Jacqui Hames’ triple betrayal by the police and the press offers a glimpse of just how murky, messy and malign the relationship between the Metropolitan Police and News International became.
Hames was, for over 30 years, a police officer in the Metropolitan Police (the Met). Her ex-husband David Cook was a detective chief superintendant in the Met.
In 2002 Cook was asked to join the investigation into the murder of Daniel Morgan. Morgan had been brutally murdered with an axe 15 years previously in a pub car park in Sydenham, South London. One of the suspects in that murder was Jonathan Rees.
Rees ran an organization called Southern Investigations. In 1987, when Morgan was murdered, Rees was his business partner. Southern Investigations worked closely with a number of Metropolitan Police officers. Southern Investigations also did lots of investigations for national newspapers. One of Rees’ biggest clients was the News of the World.
Betrayal #1 – sold out by the Met
After Cook made an appeal on CrimeWatch on June 26, 2002, for information about Morgan’s murder, the Met learnt that Southern Investigations intended to ‘make life difficult’ for Cook.
On 3rd July 2002, shortly after Cook joined the investigation, private investigator Glenn Mulcaire – at that time working for News of the World – managed to get hold of a whole raft of personal details about Jacqui Hames.
These included her payroll number, warrant number, the name of the police section house she had briefly lived in when she joined in 1977, names, home and work telephone numbers, mobile phone numbers, and other information. It is virtually impossible, Hames told the Leveson inquiry, to see how this information could have come from anywhere except from the Metropolitan Police themselves. Much of it was information that was on her private MPS file and was not even known by friends or family members.

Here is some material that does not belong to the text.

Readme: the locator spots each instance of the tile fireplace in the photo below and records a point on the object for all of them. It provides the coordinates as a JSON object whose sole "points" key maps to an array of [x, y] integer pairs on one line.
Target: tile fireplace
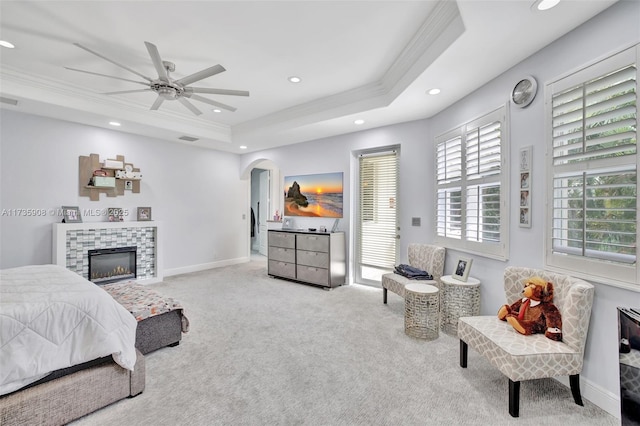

A week later, the News of the World put Cook and Hames under surveillance. White vans were parked outside her house, and she and her husband were trailed. This included trailing David Cook while he walked his son and daughter to school. Not surprisingly, given Hames and Cook were part of a nasty murder investigation, this was frightening for their family.
What was the motivation for illegally getting Hames’ personal details or for putting her and her husband under surveillance? Well, clearly not what Rebekah Brooks (then Wade) said at the time. The News of the World was, she said, investigating rumours of an affair between Hames and Cook. Since they were actually married, and Brooks knew they were married from the personal details the News of the World had, this cannot have been true.
No, the real motivation appears to be far more sinister. Hames believes that ‘suspects in the Daniel Morgan murder inquiry were using their association with a powerful and well-resourced newspaper [the News of the World] to try to intimidate us and so attempt to subvert the investigation’.
Betrayal #2 – sold out to News International
Hames and Cook tried to find out the real reason why News of the World had put them under surveillance in 2003 (at this point they did not know their personal details and phones had also been hacked).
Cook met Rebekah Brooks (then Wade) with the head of MPS public affairs Dick Fedorcio in 2003. Wade peddled the same line about the affair. Though unconvincing even at the time the MPS seemed to show no inclination to pursue it.
As Hames says in her evidence: ‘Whatever went on, the perception was that the Directorate of Public Affairs was more interested in serving the journalists and those at the top of the MPS than it was in the majority of police staff.”
Hames suffered personally as a consequence, her marriage broke down and she needed counselling.
Betrayal #3 – left her information with News International without telling her
It was only in 2011 Hames learnt that not only did the MPS not protect her from the News of the World and Rees at the time, but that they failed to tell her later and that subsequent investigations she worked on were almost certainly compromised by the 2002 hacking.
In 2006, when the MPS discovered that Hames’ phone had been hacked and personal details illegally obtained, Hames was working on a sensitive inquiry which involved ‘security and some sensitive witnesses under protection’. That security, and presumably even the witnesses under protection, could have been compromised by the News of the World (and, by association, Mulcaire and Southern Investigations).
Had the MPS informed Hames, even in 2006, she could have changed her mobile phone number and other personal details that were still known to the News of the World. She was not told by her colleagues in the MPS.
This case involves corruption, murder, bribery, hacking and intimidation. Hames was doing a tough job on behalf of the public. She was betrayed not once, not twice, but three times by her colleagues in the police and by the press. She was followed, intimidated, intruded upon and colluded against. Her personal life was turned over, her police work compromised. A murder case was so contaminated it had to be abandoned. Much of this funded and fuelled by News International.